Tuesday, November 20, 2007

I can live with this rating

Sure I only post somewhere along the lines of once every couple of months, but I'm haapy to report my words seem to be intelligent. And we all know how accuarte online wigets are...



cash advance

Thursday, October 25, 2007

Is there something better than the name 'Christian'?

So a little background info before the link. I'm not sure if one can say I have no faith left because I have questioned so much, or if I have more faith, but few outward signs that would indicate that I am a 'christian'. The more I dive into the muddied waters of church history, the more I am realizing how flawed the church has become. Many would argue against me with great passion, but in a world that uses passion as a replacement for truth in an attempt to win an argument, I don't put much stock in passionate talking points without truth to back them up. My concern comes from the fact that it seems we have built flaw upon flaw or human ideas upon human ideas so that there is little foundation left that we can say is secure without scrutinizing and inspecting every aspect of it. Obviously, and I hope this to be the case, much will be found sound and solid, but I fear more may be weak and unsupportable than we realize.

I am reading a book that is attempting to look at the Christianity between the death of Christ and the writing of Paul. There is about a 2 decade gap that the New Testament has no record of; nor are there many historical documents in general. Dominic Crossan, the author, brings up one question that has haunted me almost daily, especially since I have so much time on my hands driving. The question is this: "What was there in the first church/fellowships/gatherings of the followers of Christ that warranted the persecution of Paul?"

Seriously, what do we know about those first groups of believers right after the execution of Jesus?

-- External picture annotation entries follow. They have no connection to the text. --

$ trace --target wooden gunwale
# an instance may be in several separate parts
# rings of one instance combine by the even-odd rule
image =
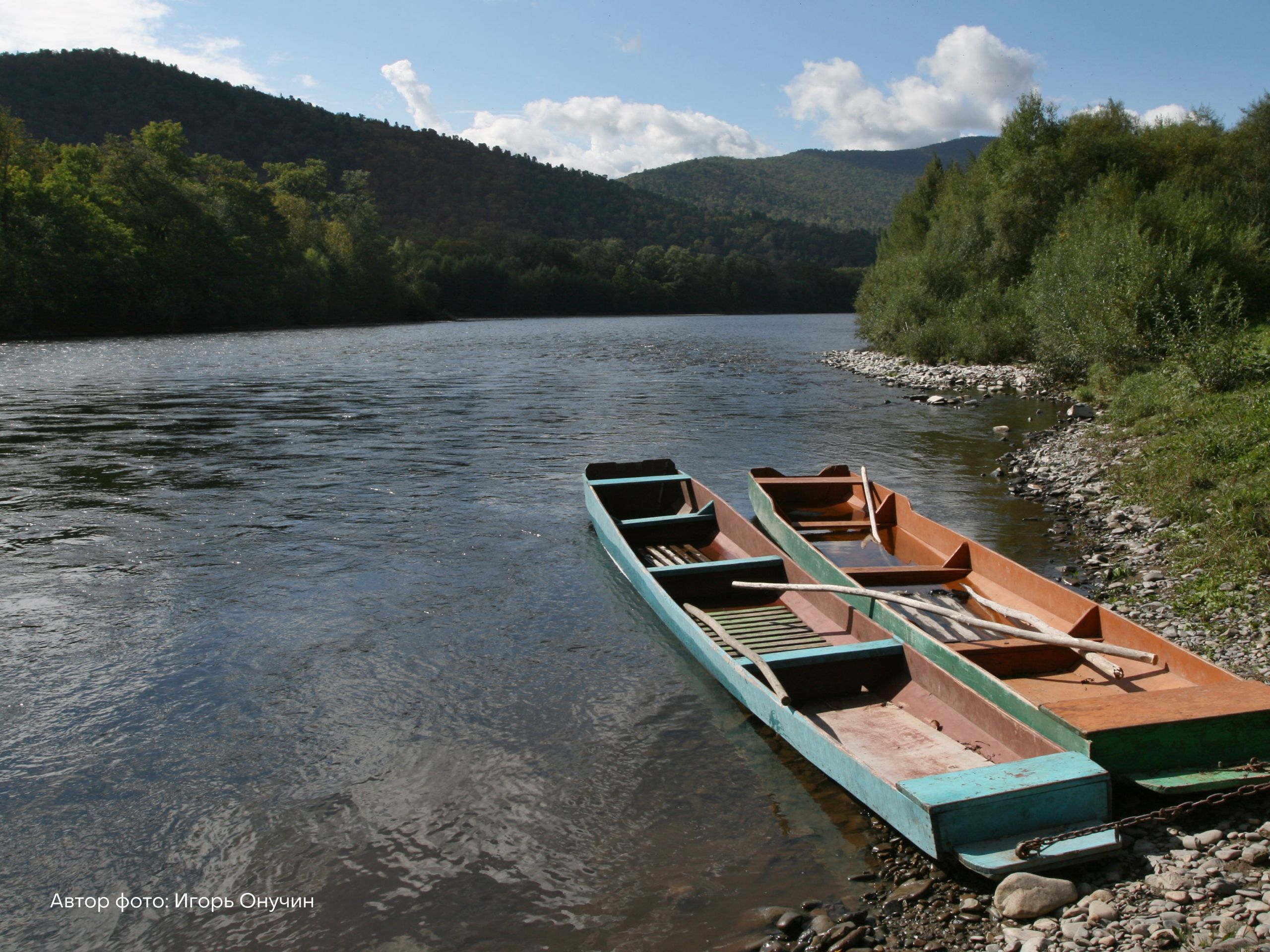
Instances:
[[[603,486],[621,484],[613,475],[615,465],[603,466],[606,480],[601,491]],[[718,537],[705,545],[696,543],[702,552],[715,559],[748,560],[751,565],[775,556],[785,578],[814,581],[704,485],[691,480],[683,484],[683,490],[687,508],[712,505],[718,519]],[[594,485],[587,485],[585,496],[596,532],[610,556],[685,647],[756,716],[931,856],[954,858],[964,852],[972,868],[999,876],[1013,868],[1076,862],[1116,848],[1114,836],[1082,838],[1024,866],[1008,857],[984,858],[983,843],[1002,835],[1022,836],[1029,830],[1105,820],[1110,809],[1106,772],[1087,758],[1064,753],[1038,731],[1005,715],[837,597],[785,593],[771,604],[747,607],[735,604],[737,595],[730,595],[734,602],[728,603],[718,592],[712,598],[698,598],[700,593],[674,588],[704,584],[710,576],[658,572],[645,566]],[[665,505],[665,500],[658,498],[657,504]],[[631,522],[631,517],[625,522]],[[683,600],[700,604],[711,618],[725,622],[744,618],[752,609],[759,619],[792,612],[815,636],[832,644],[772,654],[759,650],[766,654],[765,660],[771,659],[779,668],[781,682],[795,696],[794,706],[785,707],[756,677],[752,663],[733,659],[688,617]],[[817,685],[819,693],[809,693],[800,702],[796,697],[800,684]],[[834,691],[847,692],[850,701],[836,702]],[[870,706],[866,702],[870,693],[888,699]],[[903,757],[872,763],[885,745],[866,744],[852,732],[834,736],[823,724],[833,711],[857,711],[842,716],[862,717],[875,731],[903,725],[930,753],[923,754],[919,743],[906,749]],[[931,712],[942,720],[940,726],[932,726]],[[956,736],[966,740],[955,741]],[[977,753],[980,750],[988,753]],[[870,755],[865,757],[866,753]],[[944,777],[950,779],[945,782]],[[909,788],[912,783],[917,786]],[[947,784],[956,786],[959,792],[952,795]],[[968,802],[987,809],[965,809]]]
[[[845,472],[845,467],[833,468]],[[841,494],[834,494],[834,484]],[[878,602],[842,595],[959,680],[1055,743],[1090,754],[1118,774],[1176,772],[1214,760],[1229,767],[1251,755],[1270,758],[1270,688],[1224,671],[1078,593],[919,515],[904,496],[876,482],[871,485],[885,498],[889,517],[883,526],[885,539],[909,538],[914,552],[942,555],[945,566],[955,564],[961,571],[958,580],[931,578],[921,584],[942,584],[950,594],[958,588],[972,589],[1002,605],[1031,613],[1044,626],[1060,632],[1160,658],[1156,666],[1124,661],[1124,677],[1116,679],[1066,649],[1058,654],[1038,646],[1027,649],[1011,638],[946,641],[925,630],[933,626],[921,612],[906,616]],[[808,487],[806,499],[798,493],[804,486]],[[814,506],[809,499],[841,509],[843,500],[856,493],[857,482],[842,476],[822,472],[803,479],[770,468],[751,471],[749,495],[759,523],[810,575],[823,584],[879,588],[880,578],[902,578],[904,566],[839,567],[805,538],[796,524],[781,518],[789,508],[810,519]],[[930,562],[911,566],[913,571],[928,567]],[[998,618],[982,607],[977,613]],[[1010,622],[1008,618],[1001,621]],[[1053,666],[1045,670],[1046,664]],[[1187,693],[1190,689],[1196,691]],[[1156,713],[1147,717],[1143,713],[1147,708]],[[1162,745],[1162,750],[1147,749],[1148,735],[1151,744]],[[1205,788],[1212,788],[1214,781],[1206,777],[1204,783],[1209,784]],[[1187,790],[1185,786],[1171,788]]]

I have found myself exhausted by the search for truth to the point of giving up, of turning away and embracing a benign life of 'good living' instead of being associated with all that has been done in the name of 'christianity'. I am searching out something more than a title or label.

One of the things that has concerned me is the general lack of knowledge that most people have concerning their faith. So much has been taken for granted. So little is known about our origins that we could be fed anything, and think it was truth. I think that is why it feels like I have no faith; I have torn everything down past the foundation in order to build it up again.

With that being said, and if it opens up questions and dialog I am truly glad for the company. I watched this video and I saw a glimpse of what it might have been like for those early believers. Let's face it, when Jesus was doing his thing and he had followers, he was a rabbi, so a vast majority of his followers were Hebrew. I'm not necessarily saying we all need to become Jewish, but I wonder if you too see a glimpse of what that first group faced; being shunned, ridiculed, mocked, and generally looked down upon.